Let $\pi:P \rightarrow M$ be a principal $G$-bundle, and let $A \in \mathfrak{g}$, where the Lie algebra of $G$ is indicated. The *fundamental field* $A$^{#} used to define connections is given by

$A$^{#}$(p) := \frac{d}{dt}(\exp(At)p)|_{t=0}$.

$A$^{#} is well defined since $e^{At}p$ can be regarded as a vector in $\pi^{-1}(\pi(p))$. Intuitively, I try to think of $A$^{#} as the (vertical) direction of the displacement on the fiber generated by $A$.

By the defining properties of principal bundles (in particular, the free action of $G$), we have $\{A$^{#} $: A \in \mathfrak{g}\} \simeq \mathfrak{g} \simeq \mathcal{V}(p)$, where $\mathcal{V}(p)$ is the vertical subspace at $p$. Something like

$A$^{#}$(p) = \lim_t t^{-1}(e^{At}p - p) = A \cdot p$

would be (to me) a nice way of thinking about $A$^{#}$(p)$, except that this is (at best) a formal equality.
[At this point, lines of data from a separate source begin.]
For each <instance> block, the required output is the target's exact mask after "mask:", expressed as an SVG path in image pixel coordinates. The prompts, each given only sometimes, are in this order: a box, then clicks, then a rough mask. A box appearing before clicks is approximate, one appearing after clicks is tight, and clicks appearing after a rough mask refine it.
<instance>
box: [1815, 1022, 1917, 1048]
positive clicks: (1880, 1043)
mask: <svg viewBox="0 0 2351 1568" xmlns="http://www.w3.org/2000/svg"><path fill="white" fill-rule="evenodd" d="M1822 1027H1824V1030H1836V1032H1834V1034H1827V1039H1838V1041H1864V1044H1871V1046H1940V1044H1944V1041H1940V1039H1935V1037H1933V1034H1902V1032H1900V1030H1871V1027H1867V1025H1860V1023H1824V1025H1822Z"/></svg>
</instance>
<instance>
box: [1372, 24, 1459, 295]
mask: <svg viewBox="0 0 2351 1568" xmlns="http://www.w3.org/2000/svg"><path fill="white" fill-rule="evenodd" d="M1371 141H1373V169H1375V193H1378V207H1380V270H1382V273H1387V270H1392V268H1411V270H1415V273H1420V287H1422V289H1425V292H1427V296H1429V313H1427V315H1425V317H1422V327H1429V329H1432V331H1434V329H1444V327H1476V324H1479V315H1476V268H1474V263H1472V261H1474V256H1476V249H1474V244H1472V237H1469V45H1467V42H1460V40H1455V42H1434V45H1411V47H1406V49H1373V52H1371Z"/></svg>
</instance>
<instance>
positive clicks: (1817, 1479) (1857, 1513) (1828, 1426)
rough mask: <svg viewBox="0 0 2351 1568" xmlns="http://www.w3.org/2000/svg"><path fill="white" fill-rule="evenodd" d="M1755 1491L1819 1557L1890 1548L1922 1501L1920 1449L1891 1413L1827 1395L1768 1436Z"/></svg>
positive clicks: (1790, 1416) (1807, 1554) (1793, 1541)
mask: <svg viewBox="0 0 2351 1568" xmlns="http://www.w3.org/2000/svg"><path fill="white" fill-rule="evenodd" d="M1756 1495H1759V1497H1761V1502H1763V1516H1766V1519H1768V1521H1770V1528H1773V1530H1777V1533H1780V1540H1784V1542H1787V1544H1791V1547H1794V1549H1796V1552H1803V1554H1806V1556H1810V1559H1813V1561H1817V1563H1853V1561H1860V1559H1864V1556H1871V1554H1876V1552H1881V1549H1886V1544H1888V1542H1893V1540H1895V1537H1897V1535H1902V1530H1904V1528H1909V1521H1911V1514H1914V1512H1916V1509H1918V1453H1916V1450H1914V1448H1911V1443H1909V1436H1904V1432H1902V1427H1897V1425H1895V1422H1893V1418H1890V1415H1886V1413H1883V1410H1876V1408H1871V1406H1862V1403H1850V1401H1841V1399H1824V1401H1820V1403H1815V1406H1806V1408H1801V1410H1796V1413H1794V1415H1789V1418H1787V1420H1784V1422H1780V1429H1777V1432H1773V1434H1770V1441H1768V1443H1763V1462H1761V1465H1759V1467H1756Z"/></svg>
More precisely, $L_{\exp(At)}$ is the 1-parameter group of diffeomorphisms generated by $A$^{#}, where $L_g$ denotes left multiplication by $g$.

**My question**: is there a better way of thinking about a fundamental field than (either the definition itself) or the notional equation above?